Gibson George Gobel (L-5CT)
|Model:||George Gobel (L-5CT)|
By 1958, pint-sized country comedian George Gobel, after having been dwarfed by his massive Gibson Super 400 for many years, was ready for something more comfortable to play. So, Gibson took the L-5C and narrowed the width by one inch. They also shortened the scale length from 25 ½” to 24 ¾” and used an X-braced design instead of the usual parallel bracing used on all other L-5’s. It received the designation L-5CT for “Cutaway Thin”. While Gibson never officially called it the George Gobel Model, the name was commonly referred to as such. They also gave it a bright red finish so that it would show up on the newly introduced color televisions because at the time Gobel had a weekly variety show on NBC. Gibson produced a total of 43 guitars ceasing production in 1961.

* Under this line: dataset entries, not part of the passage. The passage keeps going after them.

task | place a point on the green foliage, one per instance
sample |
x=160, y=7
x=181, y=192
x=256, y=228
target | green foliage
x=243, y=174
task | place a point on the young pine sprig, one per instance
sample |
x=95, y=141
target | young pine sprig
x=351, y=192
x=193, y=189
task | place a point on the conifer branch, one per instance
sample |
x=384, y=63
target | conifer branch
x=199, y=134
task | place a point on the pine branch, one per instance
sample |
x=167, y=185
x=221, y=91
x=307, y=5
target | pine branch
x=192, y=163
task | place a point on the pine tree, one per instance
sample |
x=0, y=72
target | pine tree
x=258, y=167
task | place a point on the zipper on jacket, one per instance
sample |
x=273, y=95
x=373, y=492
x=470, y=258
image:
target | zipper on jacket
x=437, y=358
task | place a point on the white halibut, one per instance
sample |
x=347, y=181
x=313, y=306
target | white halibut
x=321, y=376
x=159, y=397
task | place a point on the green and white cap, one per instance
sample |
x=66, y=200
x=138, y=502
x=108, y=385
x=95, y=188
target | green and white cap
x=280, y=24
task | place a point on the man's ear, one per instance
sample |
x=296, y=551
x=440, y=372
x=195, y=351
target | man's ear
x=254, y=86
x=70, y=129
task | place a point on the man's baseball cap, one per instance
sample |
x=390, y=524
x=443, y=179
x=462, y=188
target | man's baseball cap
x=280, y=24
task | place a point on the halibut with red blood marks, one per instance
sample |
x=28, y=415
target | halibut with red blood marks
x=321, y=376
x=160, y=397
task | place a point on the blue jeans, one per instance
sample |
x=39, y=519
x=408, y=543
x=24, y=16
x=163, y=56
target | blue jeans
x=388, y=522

In 1993, Gibson was undertaking a major production shift that would include a separate facility in Nashville simply called the Custom Shop in which they would produce their new Custom and Historic Collection. When they moved the company from Kalamazoo, MI to Nashville they brought along master luthier James Hutchins (Hutch) who had been crafting Gibson archtops for many years. Included in the Historic Collection was the L-5CT.
The initial handful of L-5CT’s produced accurately used the shorter 24 ¾” scale length as had the originals back in the day. Soon after they would revert to the more practical and easier to produce 25 ½” scale length that was used on every other L-5 model they made. This particular example is from that first handful of guitars with the shorter scale length. It is effortless to play and sounds phenomenal in every respect. It is clear, warm and woody. Narrowing the width and shortening the scale length has done nothing to reduce its acoustic power and sustain.
This is the third example I have owned. The first two were made in 1994 and 1998 with the 25 ½” scale length. The cherry red finish is spectacular other than a tiny 1/16” spot of touch-up inside the cutaway that is barely noticeable. You really have to search to find it. The plating is some of the finest I have seen on any Gibson guitar and is like new. After purchasing the guitar I sent the entire pickguard assembly to the legendary Kent Armstrong who rewound the BJB pickup as it had lost some of its output and Kent also made certain the wiring harness was up-to-snuff. The input jack is located beneath the pickguard. 99.9 percent of these were changed to an endpin or lower side jack. No strap button has been installed.
There are two labels affixed to the inside of the back. The label inside the treble f-hole is a Master Model label that simply reads George Gobel and has the serial number with no mention of the L-5CT anywhere. The label inside the Bass f-hole is signed by the builder, James W. Hutchins and dated October 15, 1993. This is truly an extremely rare and highly collectible guitar.